Mais le vendredi 12 avril fût sa dernière participation au sein du Hirak. Ce jour-là, le régime avait décidé de déployer les « grands moyens » à Alger en mobilisant les unités spéciales de la police (GOPS). En fin d’après-midi, Ramzi et ses amis sont en route vers Bouggara. La police arrête le camion à bord duquel les jeunes se trouvent car le conducteur avait pris une rue en sens inverse. Les jeunes sont violemment rués de coups de matraque. Ramzi a des contusions sur le nez et se fait transféré vers l’hôpital Bacha où il est opéré en raison d’une hémorragie interne. Ramzi tombe dans le coma. Il décède le 19 avril.

Ramzi Yettou est le plus jeune martyr de la révolution pacifique du 22 février. Il fût un enfant du peuple qui marchait pour la dignité, la justice et la liberté, et sur lequel le régime a eu droit de mort. L’enquête judiciaire sur l’affaire Yettou est au point mort. Les parents de Ramzi ne connaissent ni les responsables, ni les commanditaires de la mort de leur fils.

Massinissa Guermah et Ramzi Yettou sont les enfants de deux époques distinctes, de deux Algérie en ébullition. Mais ils demeurent les victimes de ce même « pouvoir assassin » qui par la violence physique et morale a tué, cassé, brimé et anéanti la vie de centaines de jeunes citoyens, chômeurs, journalistes, militants et universitaires. Massinissa Guermah et Ramzi Yettou sont les enfants sacrifiés d’un « pays empêché » – pour reprendre l’expression de Akram Belkaid-. Deux jeunes, aux destins croisés, écrasés par un régime militaro-policier qui brime un peuple dans son entièreté.

Face à ces crimes et à ces entorses de l’histoire, les Algériens réclament la vérité et scandent à gorge déployée «Ulac Ulac » « Ulac smah ulac». Au nom de Yettou, de Guermah, de Fakhar, de Tamalt, et de tous ceux qui se sont levés pour la liberté, ils exigent que les vrais responsables de ces crimes soient punis par une justice indépendante.

L’exigence de vérité est le premier pas vers la guérison et la réconciliation.

De Guermah à Yettou, le peuple algérien sait reconnaître ses héros. Il sait pertinemment que le régime et son « Pouvoir assassin » n’ont pas changé de nature.
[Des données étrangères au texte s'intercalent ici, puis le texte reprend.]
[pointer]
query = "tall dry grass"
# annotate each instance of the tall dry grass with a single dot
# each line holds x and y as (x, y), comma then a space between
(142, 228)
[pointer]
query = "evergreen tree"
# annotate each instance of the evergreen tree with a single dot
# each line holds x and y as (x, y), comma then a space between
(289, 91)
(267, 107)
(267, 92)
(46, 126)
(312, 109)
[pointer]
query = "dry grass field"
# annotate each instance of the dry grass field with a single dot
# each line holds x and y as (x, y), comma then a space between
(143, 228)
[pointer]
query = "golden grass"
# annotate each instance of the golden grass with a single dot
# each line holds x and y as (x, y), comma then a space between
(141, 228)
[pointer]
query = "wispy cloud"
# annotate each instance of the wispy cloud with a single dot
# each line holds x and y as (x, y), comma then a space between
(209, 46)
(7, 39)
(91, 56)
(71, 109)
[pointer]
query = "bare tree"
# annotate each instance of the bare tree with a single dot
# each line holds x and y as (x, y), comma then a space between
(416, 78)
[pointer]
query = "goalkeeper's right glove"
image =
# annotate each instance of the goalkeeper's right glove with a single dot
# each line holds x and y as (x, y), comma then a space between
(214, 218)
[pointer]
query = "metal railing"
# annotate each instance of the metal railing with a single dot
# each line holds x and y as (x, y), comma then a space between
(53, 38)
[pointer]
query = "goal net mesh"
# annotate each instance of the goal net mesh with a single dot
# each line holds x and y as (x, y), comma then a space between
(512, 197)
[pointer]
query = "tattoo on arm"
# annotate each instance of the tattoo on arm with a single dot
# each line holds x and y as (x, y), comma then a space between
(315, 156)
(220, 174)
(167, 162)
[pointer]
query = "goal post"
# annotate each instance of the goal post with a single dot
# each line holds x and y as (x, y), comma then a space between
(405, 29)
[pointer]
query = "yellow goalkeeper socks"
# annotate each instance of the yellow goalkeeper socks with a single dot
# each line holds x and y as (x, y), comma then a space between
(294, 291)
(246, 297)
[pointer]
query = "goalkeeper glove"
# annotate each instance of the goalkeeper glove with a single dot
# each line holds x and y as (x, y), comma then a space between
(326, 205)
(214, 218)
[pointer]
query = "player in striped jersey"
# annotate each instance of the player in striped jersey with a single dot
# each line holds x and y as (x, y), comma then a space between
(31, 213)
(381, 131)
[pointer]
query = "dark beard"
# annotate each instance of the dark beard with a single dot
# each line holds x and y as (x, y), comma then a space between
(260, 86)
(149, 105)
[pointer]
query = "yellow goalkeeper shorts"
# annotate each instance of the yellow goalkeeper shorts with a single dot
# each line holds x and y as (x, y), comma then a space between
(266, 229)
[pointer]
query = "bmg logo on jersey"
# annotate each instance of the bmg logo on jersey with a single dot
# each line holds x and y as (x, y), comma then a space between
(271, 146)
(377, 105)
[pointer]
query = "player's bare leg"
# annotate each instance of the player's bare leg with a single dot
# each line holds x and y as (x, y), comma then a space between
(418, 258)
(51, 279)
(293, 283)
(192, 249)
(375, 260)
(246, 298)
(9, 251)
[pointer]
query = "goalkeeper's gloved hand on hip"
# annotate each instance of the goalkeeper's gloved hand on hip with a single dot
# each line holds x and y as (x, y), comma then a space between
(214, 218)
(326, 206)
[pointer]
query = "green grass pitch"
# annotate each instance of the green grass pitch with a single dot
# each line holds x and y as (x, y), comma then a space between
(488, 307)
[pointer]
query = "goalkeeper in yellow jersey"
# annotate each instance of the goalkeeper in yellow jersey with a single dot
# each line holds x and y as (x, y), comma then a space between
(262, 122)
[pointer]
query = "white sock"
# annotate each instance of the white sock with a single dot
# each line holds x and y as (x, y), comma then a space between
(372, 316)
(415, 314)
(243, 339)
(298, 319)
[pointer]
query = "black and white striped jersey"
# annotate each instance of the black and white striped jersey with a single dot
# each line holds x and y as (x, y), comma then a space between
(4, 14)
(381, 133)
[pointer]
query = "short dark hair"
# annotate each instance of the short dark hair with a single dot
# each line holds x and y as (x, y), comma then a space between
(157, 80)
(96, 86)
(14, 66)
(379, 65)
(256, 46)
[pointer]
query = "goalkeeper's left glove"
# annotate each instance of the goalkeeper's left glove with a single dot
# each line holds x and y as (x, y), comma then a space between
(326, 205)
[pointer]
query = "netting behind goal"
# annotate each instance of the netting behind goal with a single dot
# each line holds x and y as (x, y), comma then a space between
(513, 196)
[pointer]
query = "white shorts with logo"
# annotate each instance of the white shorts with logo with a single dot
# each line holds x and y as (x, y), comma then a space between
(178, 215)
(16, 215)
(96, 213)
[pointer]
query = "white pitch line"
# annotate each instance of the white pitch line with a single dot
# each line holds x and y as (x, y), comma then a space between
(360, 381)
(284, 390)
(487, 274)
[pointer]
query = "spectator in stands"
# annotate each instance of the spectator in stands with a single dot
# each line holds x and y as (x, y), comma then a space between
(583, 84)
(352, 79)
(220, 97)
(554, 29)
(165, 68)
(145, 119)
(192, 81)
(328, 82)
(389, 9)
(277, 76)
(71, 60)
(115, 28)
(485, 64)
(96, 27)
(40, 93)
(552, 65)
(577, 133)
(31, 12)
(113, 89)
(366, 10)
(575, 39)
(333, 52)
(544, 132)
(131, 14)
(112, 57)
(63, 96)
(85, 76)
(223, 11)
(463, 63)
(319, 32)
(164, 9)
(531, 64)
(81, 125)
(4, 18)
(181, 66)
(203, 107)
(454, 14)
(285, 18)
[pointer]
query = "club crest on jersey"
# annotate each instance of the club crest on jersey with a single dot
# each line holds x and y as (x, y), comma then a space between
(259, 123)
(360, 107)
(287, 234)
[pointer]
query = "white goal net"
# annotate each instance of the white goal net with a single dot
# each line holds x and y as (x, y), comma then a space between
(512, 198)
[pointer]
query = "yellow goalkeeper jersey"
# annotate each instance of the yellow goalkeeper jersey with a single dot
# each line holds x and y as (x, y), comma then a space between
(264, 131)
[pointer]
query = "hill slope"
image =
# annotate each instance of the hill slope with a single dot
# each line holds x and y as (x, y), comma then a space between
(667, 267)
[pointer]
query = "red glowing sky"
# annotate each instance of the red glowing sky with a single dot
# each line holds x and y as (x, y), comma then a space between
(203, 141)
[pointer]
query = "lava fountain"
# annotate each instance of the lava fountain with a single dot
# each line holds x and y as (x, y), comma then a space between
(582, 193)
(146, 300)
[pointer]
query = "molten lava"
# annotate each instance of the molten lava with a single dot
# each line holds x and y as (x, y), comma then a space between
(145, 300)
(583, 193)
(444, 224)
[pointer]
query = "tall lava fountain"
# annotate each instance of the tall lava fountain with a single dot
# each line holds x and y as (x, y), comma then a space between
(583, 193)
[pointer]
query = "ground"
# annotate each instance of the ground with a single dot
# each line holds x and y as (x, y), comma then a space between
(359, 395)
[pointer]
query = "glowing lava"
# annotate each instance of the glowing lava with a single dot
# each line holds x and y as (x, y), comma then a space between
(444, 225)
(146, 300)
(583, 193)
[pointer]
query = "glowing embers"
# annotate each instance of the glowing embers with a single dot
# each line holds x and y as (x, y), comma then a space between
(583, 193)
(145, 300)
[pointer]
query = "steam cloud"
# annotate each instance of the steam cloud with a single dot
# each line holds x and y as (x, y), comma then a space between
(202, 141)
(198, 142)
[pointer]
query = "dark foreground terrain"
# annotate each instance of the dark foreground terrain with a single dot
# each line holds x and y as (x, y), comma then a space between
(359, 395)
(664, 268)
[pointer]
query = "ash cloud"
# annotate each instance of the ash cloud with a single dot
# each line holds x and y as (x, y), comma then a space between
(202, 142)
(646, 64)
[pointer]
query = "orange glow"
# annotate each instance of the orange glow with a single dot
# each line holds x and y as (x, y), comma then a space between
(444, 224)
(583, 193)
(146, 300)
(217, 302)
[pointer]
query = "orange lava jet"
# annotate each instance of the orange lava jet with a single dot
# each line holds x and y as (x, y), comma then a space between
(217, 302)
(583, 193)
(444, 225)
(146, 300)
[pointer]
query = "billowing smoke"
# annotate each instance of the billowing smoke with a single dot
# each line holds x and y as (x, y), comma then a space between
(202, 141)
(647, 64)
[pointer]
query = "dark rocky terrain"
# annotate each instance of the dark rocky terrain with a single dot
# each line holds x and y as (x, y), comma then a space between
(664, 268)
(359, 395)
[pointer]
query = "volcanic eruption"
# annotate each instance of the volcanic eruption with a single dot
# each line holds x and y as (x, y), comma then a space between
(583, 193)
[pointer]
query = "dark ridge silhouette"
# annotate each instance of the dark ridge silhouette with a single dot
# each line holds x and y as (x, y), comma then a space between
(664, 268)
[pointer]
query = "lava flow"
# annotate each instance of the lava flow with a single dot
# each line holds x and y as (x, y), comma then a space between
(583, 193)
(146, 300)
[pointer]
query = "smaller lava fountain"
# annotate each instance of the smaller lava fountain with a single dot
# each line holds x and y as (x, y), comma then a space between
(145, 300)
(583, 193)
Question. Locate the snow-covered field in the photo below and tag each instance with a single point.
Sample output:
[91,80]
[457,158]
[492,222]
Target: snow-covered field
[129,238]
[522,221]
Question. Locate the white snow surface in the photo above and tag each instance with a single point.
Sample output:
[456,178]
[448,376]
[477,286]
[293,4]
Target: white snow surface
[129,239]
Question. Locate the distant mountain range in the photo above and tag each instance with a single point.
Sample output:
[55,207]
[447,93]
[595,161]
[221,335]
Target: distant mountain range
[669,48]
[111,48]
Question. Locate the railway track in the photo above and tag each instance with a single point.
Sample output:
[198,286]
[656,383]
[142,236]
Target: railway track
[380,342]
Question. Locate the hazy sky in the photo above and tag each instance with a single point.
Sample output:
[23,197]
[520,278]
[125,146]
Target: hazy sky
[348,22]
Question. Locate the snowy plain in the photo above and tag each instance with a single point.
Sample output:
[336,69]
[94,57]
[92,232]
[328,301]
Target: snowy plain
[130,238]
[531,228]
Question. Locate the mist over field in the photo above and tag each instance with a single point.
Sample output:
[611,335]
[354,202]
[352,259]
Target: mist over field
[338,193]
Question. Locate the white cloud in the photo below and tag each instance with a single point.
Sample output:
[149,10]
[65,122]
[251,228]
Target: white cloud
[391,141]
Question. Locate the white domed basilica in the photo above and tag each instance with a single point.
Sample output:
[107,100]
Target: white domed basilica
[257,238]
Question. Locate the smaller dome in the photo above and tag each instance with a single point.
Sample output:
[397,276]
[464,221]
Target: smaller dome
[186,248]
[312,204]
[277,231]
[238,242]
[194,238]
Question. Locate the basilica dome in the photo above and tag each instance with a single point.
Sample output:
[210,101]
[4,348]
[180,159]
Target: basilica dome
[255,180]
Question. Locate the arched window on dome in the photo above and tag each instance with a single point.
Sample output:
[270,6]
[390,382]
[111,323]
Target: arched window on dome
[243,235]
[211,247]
Entre 2001 à 2020, comme depuis l’indépendance, le pouvoir politique est séquestré par le pouvoir informel sur lequel la hiérarchie militaire a la haute main. Bouteflika est a été « amené » par les généraux dans l’espoir de construire une paix par l’oubli et masquer les exactions graves commises durant les années 90. Tebboune a été choisi par la haute hiérarchie militaire pour donner l’illusion d’une « Algérie nouvelle » et cacher la mainmise du pouvoir militaire sur les affaires du pays.

Le premier anniversaire du décès de Ramzi Yettou intervient à une période de répression brutale où chaque jour, un journaliste, un opposant politique, un jeune est arrêté, capturé ou incarcéré par la police ou la justice. La censure s’est érigée en mode opératoire pour faire taire toute voix dissonante qui déroge au récit officiel. La censure subie par Radio M et Maghreb est la dernière et lamentable dérive.

Aujourd’hui, le régime fait discrètement de l’état d’urgence sanitaire un état d’urgence politique avant l’heure. L’odyssée d’un ordre sécuritaire totalitaire est bien-là. La doctrine de choc est en place pour clore la page déstabilisante du Hirak.

Les « querelles de château » entre les franges du cercle des Grands Électeurs – pour reprendre l’expression de Lahouari Addi – sont gênants et ne doivent pas être visibles. Mais le régime se trompe sur cette question. Les Algériens restent majoritairement indifférents face aux querelles au sommet du pouvoir et ceci renforce l’exigence de la « dawla madania ».

Dans le monde post-Corona, les Algériens réoccuperont la rue, dans la silmya et l’esprit du 22 février. Ils fustigeront le régime pour ce qu’il a fait subir à leurs compatriotes emprisonnés en temps de crise sanitaire et pour tous ceux qui ont subi ses affres.

En ces temps difficiles, l’idée de rupture avec le régime est une digue qui ne tombe pas. Luis Sepulveda, immense écrivain chilien emporté par le Coronavirus, a exprimé avec brio la rupture entre un peuple et un régime autoritaire : «Et il n’existe pas de répression, si dure et criminelle soit-elle, qui puisse entraver un peuple qui se lève. ». Le peuple algérien est debout. Pour Yettou. Pour Guermah.